The ice cream wasn’t the only thing that was hard.
Annie put the spoon in her mouth and drew it out slowly, leaving some of the ice cream in the spoon. Then she fed me what was left. “You’re in charge of the hot fudge,” she said.
We took turns feeding and being fed spoonfuls of ice cream and spoonfuls of hot fudge sauce.
“Wait a minute,” I said. “You’ve got some fudge over here.” I licked a little bit from the corner of her mouth. “And here.” I put down the fudge and gave her a long, lingering kiss. Annie slid her hands inside my shirt and ran her fingers up and down my back.
“You think there might be some more fudge sauce down there?” Annie asked as I unbuttoned her shirt.
“You never can tell. Gotta check to be sure.”
Late the next afternoon, I was waiting in my office for Emily to show up for our regular conference. I was glad I hadn’t acted on suspicion and suspended her from working with patients. After Annie and I had finished analyzing the obituaries and death notices, I’d found myself agreeing with Annie that maybe Leonard Philbrick’s death wasn’t an accident, and maybe it had nothing to do with Emily being stalked.
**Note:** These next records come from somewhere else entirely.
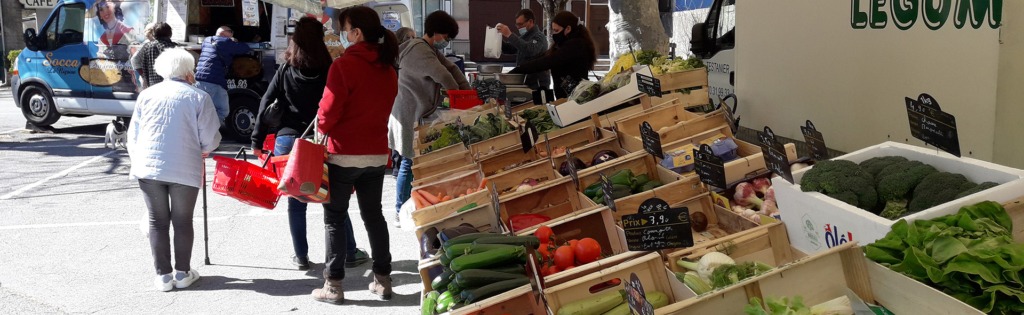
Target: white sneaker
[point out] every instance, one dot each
(183, 279)
(164, 282)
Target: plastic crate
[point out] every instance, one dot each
(463, 99)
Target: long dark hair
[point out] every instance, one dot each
(306, 48)
(567, 19)
(374, 33)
At the very least I was feeling a reasonable doubt.
What I kept wondering was, Why had Leonard Philbrick saved all those obituaries and death notices? My first thought had been that he’d cared, and in some small way wanted to memorialize them. But I had to consider the possibility that Philbrick himself was the one responsible. Maybe collecting obituaries of those who’d died was the equivalent of carving notches in his belt. And it would explain why he kept them hidden. Following that line of reasoning, maybe someone had taken revenge for the untimely death of a loved one. Thirty potential victims, thirty sets of friends and family. It was possible that someone among them had the know-how to set up the MRI accident.